Dissertation
SARBAT DA BHALA: SIKH IMMIGRANTS AND THE PROSPERITY OF THE MULTITUDE
Washington State University
Doctor of Philosophy (PhD), Washington State University
12/2024
DOI:
https://doi.org/10.7273/000007222
Abstract
This project aims to investigate the role of cultural values in community building within the Sikh diaspora in the US and the potential for cooperation with other immigrant groups
through the lens of Michael Hardt and Antonio Negri’s theory of the multitude. Indians are lauded as a ‘model minority’, but the immigration stories of Sikh Punjabis are often different to that of the high-skilled Indian immigrant that is frequently the focus of scholarship. My research aims to centre these stories and to investigate how the values inherent to the community enable the networks necessary for the success of these individuals. Given the history of the Sikh community, throughout which they have been forced to fight against different kinds of oppression –as well as chosen to fight for the rights of others–, the purpose of this project was to investigate the ways in which these values translate to their situation in the diaspora and whether they facilitate their cooperation with other immigrant communities, particularly the Latinx community, due to already existing precedents and cultural similarities.

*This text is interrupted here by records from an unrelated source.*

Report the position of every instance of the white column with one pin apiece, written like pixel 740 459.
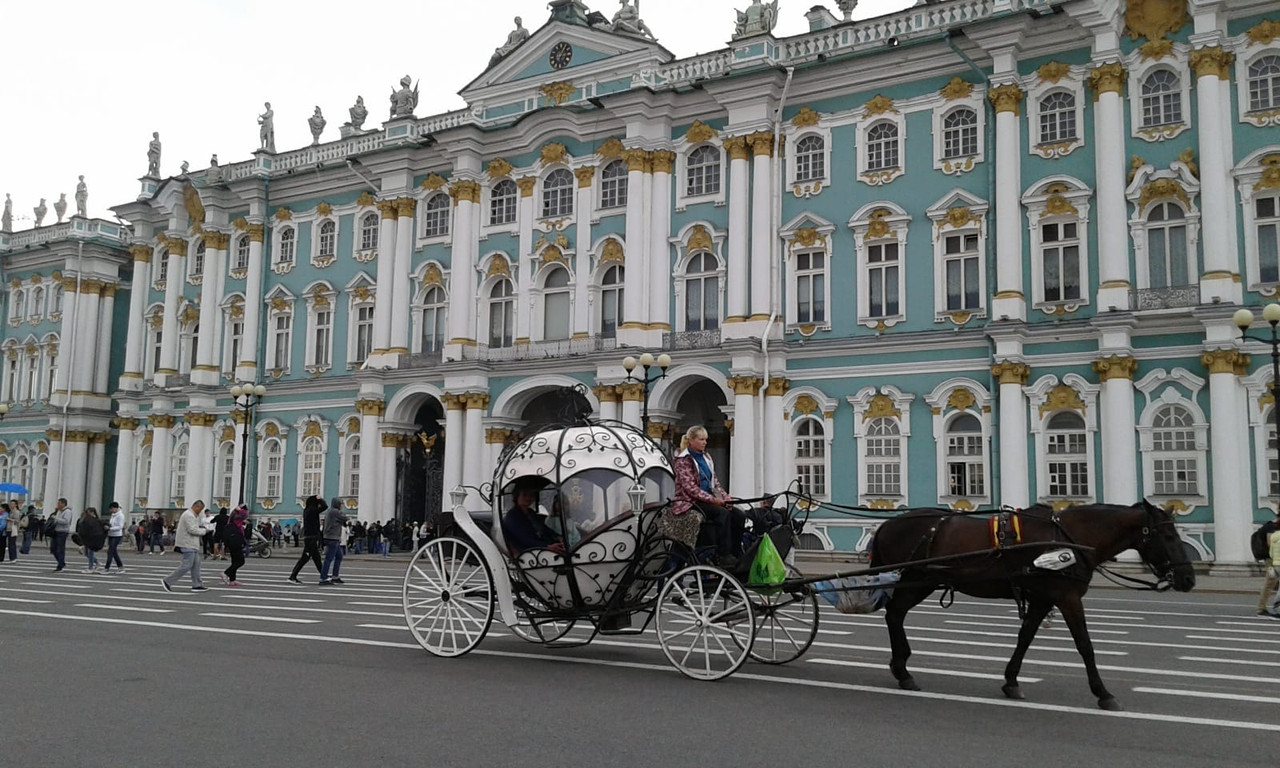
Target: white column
pixel 1233 512
pixel 246 370
pixel 1119 429
pixel 385 291
pixel 403 286
pixel 1217 195
pixel 136 338
pixel 739 229
pixel 762 231
pixel 1110 164
pixel 743 446
pixel 1014 467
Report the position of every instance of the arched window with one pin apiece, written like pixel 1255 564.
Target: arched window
pixel 882 146
pixel 556 306
pixel 435 215
pixel 502 202
pixel 369 225
pixel 241 252
pixel 703 172
pixel 611 301
pixel 1068 456
pixel 328 246
pixel 433 320
pixel 883 458
pixel 810 159
pixel 312 466
pixel 960 133
pixel 702 292
pixel 1166 246
pixel 1057 117
pixel 287 246
pixel 502 315
pixel 1161 99
pixel 613 184
pixel 1174 453
pixel 810 456
pixel 965 461
pixel 1265 83
pixel 558 193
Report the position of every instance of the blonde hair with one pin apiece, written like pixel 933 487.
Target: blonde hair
pixel 693 433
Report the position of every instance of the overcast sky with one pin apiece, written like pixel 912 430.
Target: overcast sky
pixel 85 82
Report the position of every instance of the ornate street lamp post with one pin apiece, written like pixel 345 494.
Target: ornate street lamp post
pixel 247 397
pixel 647 380
pixel 1244 320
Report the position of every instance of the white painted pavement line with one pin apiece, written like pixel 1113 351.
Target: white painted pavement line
pixel 924 670
pixel 250 617
pixel 1208 695
pixel 760 677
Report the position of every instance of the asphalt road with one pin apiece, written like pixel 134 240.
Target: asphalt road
pixel 113 671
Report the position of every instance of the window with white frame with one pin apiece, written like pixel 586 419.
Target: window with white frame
pixel 703 172
pixel 369 231
pixel 433 320
pixel 1066 442
pixel 810 158
pixel 613 184
pixel 312 467
pixel 611 301
pixel 556 305
pixel 965 457
pixel 503 199
pixel 810 456
pixel 1265 83
pixel 1168 257
pixel 558 193
pixel 502 315
pixel 1161 99
pixel 1174 453
pixel 883 452
pixel 702 292
pixel 435 215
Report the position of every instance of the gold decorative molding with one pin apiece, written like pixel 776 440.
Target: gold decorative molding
pixel 1115 366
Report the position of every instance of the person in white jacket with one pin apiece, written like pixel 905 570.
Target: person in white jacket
pixel 191 528
pixel 114 533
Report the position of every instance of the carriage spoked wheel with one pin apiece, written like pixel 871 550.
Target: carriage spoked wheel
pixel 448 597
pixel 704 622
pixel 786 622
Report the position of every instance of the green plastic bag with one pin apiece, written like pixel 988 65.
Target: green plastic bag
pixel 767 568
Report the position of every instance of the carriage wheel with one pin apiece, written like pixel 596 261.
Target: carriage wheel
pixel 448 597
pixel 786 624
pixel 704 622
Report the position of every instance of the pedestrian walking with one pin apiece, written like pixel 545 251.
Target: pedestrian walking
pixel 91 536
pixel 187 543
pixel 63 519
pixel 311 511
pixel 114 533
pixel 234 538
pixel 334 522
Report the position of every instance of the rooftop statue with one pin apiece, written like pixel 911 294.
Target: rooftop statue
pixel 82 199
pixel 403 101
pixel 266 129
pixel 316 123
pixel 627 21
pixel 758 18
pixel 154 156
pixel 517 36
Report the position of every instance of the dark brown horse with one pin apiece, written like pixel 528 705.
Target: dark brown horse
pixel 1097 531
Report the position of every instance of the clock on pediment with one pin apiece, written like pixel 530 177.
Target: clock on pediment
pixel 561 55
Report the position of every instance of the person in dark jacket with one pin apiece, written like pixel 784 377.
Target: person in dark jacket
pixel 310 538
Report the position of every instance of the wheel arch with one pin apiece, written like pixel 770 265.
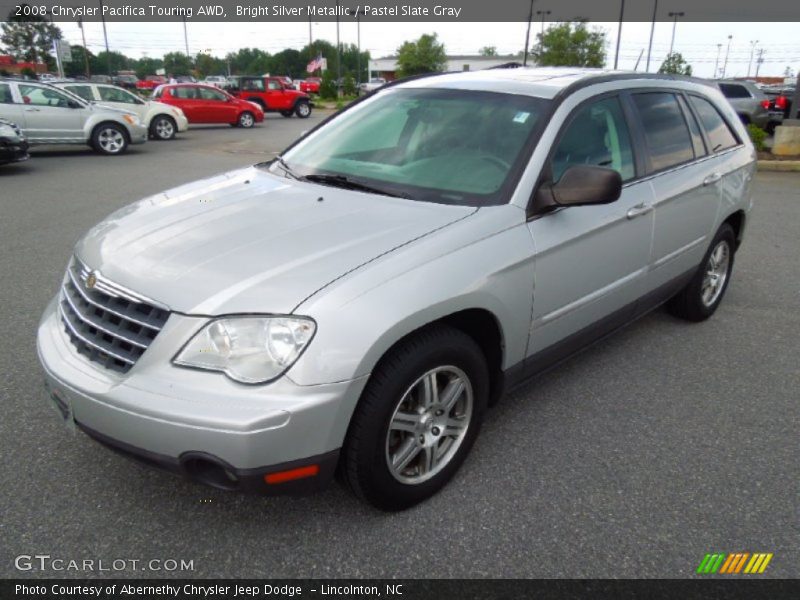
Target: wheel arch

Since the purpose of this project was, from its very inception, to centre the voices of the Sikh community to make them authors, rather than subjects, in this study, I designed a survey through which to gather the perspectives of the members of the community on the three distinct but interconnected aspects of their experience: how the Sikh identity is embraced, transformed or challenged in the diaspora; in what ways the Sikhi praxis plays a role in their socio-economic success and the ways in which their bioproduction reflects Sikh values, and; their sociopolitical involvement and the potentiality for cooperation between Sikhs and other immigrant communities. This project has attempted to offer a platform for Sikhs containing a multitude of intersecting identities to voice their unique lived experience. Through the interplay of subjectivities of each participant, a picture was formed; sometimes in line with the expectations of the project, and often in a different, surprising way.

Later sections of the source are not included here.